4.13      Op grond van het hiervoor overwogene wordt als volgt beslist.

5.         Beslissing

De Accountantskamer:

·         verklaart de klacht gegrond;

·         legt ter zake aan betrokkene op de maatregel van

- waarschuwing ;

·         verstaat dat de AFM en de voorzitter van de Nba na het onherroepelijk worden van deze uitspraak én de uitvaardiging van een last tot tenuitvoerlegging door de voorzitter van de Accountantskamer, zorgen voor opname van deze tuchtrechtelijke maatregel in de registers, voor zover betrokkene daarin is of was ingeschreven;

·         verstaat dat, op grond van het bepaalde in artikel 23, derde lid Wtra, betrokkene het door klager betaalde griffierecht ten bedrage van € 70,-- (zeventig euro) aan klagers vergoedt.

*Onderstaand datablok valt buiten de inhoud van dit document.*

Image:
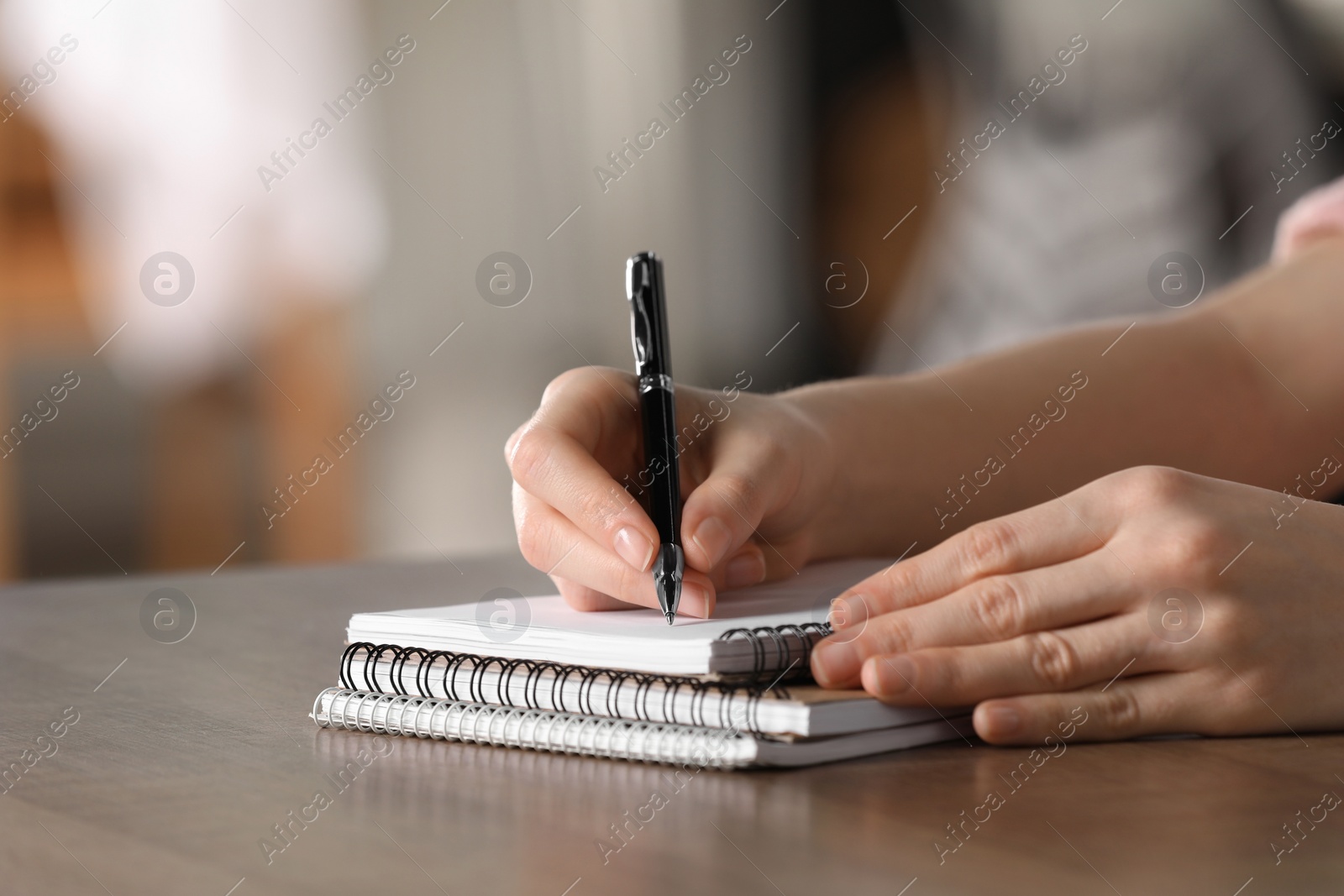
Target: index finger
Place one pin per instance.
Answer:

Aldus beslist door mr. A.A.J. Lemain, voorzitter, mr. C.H. de Haan en mr. J.W. Frieling (rechterlijke leden) en P. Mansvelder RA en A.M.H. Homminga AA (accountantsleden), in aanwezigheid van mr. A. van der Weij, secretaris, en uitgesproken in het openbaar op

15 november 2019.

_________                                                                                          __________

secretaris                                                                                            voorzitter

Deze uitspraak is aan partijen verzonden op:_____________________________

Ingevolge artikel 43 Wtra kan tegen deze uitspraak binnen 6 weken na de dag van verzending daarvan hoger beroep worden ingesteld door middel van het indienen van een beroepschrift bij het College van Beroep voor het bedrijfsleven (adres: Postbus 20021, 2500 EA  Den Haag). Het beroepschrift dient de gronden van het beroep te bevatten en te zijn ondertekend.